PDA

View Full Version : Conditional Execution Encoding



devin122
11-06-2010, 10:11 PM
Im writing a Propeller Emulator, and I was looking for a way to quickly decode the conditional field of the opcode. This is what I have so far using standard c syntax . The conditional bits in the opcode are called x_0 through x_3 where x_0 is the least significant bit. C and Z Should be obvious

A = (x_3 & (C & Z)) | (x_2 & (C & !Z)) | (x_1 & (!C & Z)) | (x_0 & (!C & !Z))

If A is true then the instruction is executed, otherwise it is not. I've checked this over and it should work. Any input? Anyone have any simpler solutions?

Nick Mueller
11-06-2010, 10:26 PM
Did you really want to use the bitwise operators & and |?


Nick

devin122
11-06-2010, 10:32 PM
Yup, its all about the speed, Im trying to make the emulator as fast as possible

Humanoido
11-09-2010, 08:19 AM
Devin122, very useful project! What platforms will it run on?

Nick Mueller
11-09-2010, 09:10 AM
Yup, its all about the speed, Im trying to make the emulator as fast as possible

Bitwise logical operators don't necessarily make it faster.

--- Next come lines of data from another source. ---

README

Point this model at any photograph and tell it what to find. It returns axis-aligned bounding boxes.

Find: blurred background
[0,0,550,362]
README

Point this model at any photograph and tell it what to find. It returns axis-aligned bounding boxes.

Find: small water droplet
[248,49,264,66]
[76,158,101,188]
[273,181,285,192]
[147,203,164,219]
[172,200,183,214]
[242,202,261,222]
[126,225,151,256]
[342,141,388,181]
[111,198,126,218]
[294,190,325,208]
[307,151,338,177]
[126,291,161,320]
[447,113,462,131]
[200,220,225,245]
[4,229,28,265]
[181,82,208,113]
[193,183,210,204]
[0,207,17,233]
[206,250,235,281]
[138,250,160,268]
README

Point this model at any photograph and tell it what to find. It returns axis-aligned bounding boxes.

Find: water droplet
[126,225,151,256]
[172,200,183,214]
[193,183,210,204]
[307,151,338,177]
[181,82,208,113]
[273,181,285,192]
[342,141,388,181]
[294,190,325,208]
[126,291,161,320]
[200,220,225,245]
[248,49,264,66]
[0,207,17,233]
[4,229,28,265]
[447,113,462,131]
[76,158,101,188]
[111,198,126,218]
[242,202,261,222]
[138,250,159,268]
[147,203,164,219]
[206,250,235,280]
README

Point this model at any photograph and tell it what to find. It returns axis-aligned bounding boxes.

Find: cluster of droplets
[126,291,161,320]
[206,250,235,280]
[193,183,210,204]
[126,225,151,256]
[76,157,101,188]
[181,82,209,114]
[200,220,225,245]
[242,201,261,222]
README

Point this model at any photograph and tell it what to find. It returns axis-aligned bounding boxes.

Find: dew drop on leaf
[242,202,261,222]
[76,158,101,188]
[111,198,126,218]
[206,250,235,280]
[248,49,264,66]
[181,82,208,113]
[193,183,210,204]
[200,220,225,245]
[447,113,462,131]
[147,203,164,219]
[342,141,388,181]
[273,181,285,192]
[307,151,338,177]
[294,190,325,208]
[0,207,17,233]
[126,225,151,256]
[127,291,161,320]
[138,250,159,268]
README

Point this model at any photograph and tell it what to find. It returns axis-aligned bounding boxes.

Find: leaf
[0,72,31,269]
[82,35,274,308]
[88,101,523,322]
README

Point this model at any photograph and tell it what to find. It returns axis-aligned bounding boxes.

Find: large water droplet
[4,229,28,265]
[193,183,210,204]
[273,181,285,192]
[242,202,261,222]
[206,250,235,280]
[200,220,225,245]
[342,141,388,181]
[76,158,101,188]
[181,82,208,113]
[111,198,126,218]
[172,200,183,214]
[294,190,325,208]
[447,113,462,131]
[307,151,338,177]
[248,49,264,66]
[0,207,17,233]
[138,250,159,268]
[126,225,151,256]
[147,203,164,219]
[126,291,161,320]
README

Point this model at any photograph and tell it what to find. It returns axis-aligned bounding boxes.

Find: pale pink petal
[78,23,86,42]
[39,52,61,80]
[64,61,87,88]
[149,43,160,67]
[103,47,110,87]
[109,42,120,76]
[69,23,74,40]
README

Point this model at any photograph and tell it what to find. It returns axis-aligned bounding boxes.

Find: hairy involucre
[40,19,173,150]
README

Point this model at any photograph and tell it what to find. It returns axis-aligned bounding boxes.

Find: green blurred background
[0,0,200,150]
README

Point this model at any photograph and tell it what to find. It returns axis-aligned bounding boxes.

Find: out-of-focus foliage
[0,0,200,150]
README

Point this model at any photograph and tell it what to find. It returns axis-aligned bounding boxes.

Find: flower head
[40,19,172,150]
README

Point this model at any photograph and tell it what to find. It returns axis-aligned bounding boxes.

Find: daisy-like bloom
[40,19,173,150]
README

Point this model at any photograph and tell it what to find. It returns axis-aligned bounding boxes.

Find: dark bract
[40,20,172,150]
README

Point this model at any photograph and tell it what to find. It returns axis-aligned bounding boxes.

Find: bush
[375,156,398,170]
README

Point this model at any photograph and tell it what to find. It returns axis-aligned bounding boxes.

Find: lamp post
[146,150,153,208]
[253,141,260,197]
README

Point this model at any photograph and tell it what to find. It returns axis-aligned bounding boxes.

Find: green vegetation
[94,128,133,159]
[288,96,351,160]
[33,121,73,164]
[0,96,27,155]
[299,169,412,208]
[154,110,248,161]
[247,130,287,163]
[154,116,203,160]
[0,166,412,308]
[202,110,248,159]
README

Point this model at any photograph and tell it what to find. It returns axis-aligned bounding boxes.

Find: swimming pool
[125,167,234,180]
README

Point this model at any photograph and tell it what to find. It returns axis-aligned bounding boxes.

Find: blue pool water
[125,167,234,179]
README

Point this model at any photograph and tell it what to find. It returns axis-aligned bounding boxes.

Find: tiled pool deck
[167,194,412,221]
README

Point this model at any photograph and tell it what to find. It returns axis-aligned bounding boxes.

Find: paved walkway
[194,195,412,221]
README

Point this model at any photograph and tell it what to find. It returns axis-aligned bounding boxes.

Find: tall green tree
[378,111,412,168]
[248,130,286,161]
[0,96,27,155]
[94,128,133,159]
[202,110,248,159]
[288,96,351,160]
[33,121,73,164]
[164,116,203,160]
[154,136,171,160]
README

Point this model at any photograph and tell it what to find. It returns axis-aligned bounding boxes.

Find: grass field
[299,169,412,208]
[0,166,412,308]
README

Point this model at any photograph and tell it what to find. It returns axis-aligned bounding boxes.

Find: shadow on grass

In bitwise, the complete expression has to be evaluated. In logical, short-cut evaluation is allowed and might be faster.


Nick

Ale
11-09-2010, 01:17 PM
May be he wants anemulator for another uprocessor like an (X)AVR(32) (it exists already).

Ariba
11-09-2010, 01:47 PM
If it must be as fast as possible, I would consider a lookup table.
4 condition bits + Carry + Zero flag = 6 address inputs. The returned value must only be a bit (True/Flase) so only 64 bits are necessary (64 bytes may be faster).

Andy

Nick Mueller
11-09-2010, 02:22 PM
If it must be as fast as possible, I would consider a lookup table.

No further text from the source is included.